Power consumption of the cluster:

Electricity and cooling account for 33.33% to 50% of the equipment total life cycle cost in the modern data centers.

Network

This is the most challenging parameter to estimate because Hadoop workloads vary a lot. The key is buying enough network capacity at reasonable cost so that all nodes in the cluster can communicate with each other at reasonable speeds. Large clusters typically use dual 1 GB links for all nodes in each 20-node rack and 2*10 GB interconnect links per rack going up to a pair of central switches.

A good network design considers the possibility of unacceptable congestion at critical points in the network under realistic loads. Generally accepted oversubscription ratios are around 4:1 at the server access layer and 2:1 between the access layer and the aggregation layer or core. Lower oversubscription ratios can be considered if higher performance is required. Additionally, we also recommend having 1 GE oversubscription between racks.

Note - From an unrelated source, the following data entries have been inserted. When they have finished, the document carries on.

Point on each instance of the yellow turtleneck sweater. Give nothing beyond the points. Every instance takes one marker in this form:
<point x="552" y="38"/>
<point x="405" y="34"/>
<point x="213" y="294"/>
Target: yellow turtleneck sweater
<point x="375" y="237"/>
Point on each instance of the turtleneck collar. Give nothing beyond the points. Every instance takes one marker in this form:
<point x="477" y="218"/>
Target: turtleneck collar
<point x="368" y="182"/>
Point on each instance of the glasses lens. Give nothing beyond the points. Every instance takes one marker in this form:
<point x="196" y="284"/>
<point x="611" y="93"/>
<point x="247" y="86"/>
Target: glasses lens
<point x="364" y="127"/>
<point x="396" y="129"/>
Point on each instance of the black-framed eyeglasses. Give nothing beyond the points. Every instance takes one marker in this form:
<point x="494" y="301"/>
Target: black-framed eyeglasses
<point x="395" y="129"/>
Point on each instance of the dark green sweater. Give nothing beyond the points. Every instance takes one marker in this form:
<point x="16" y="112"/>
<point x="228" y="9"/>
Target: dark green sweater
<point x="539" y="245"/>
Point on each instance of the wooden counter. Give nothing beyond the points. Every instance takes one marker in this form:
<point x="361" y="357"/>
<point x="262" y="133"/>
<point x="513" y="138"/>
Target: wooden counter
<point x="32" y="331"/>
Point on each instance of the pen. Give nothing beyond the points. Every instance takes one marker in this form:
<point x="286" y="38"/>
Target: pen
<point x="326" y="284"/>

It is critical to have dedicated switches for the cluster instead of trying to allocate a VC in existing switches - the load of a Hadoop cluster would impact the rest of the users of the switch. It is also equally critical to work with the networking team to ensure that the switches suit both Hadoop and their monitoring tools.

Design the networking so as to retain the option of adding more racks of Hadoop/HBase servers. Getting the networking wrong can be expensive to fix. The quoted bandwidth of a switch is analogous to the miles per gallon ratings of an automobile - you are unlikely to replicate it.  ‘’Deep buffering’’ is preferable to low-latency in switches. Enabling Jumbo Frames across the cluster improves bandwidth through better checksums and possibly may also provide packet integrity.

[Note]Note

Network strategy for your Hadoop clusters

Analyze the ratio of network-to-computer cost. Ensure that the network cost is always around 20% of your total cost. Network costs should include your complete network, core switches, rack switches, any network cards needed, and so forth. Hadoop was designed with commodity hardware in mind.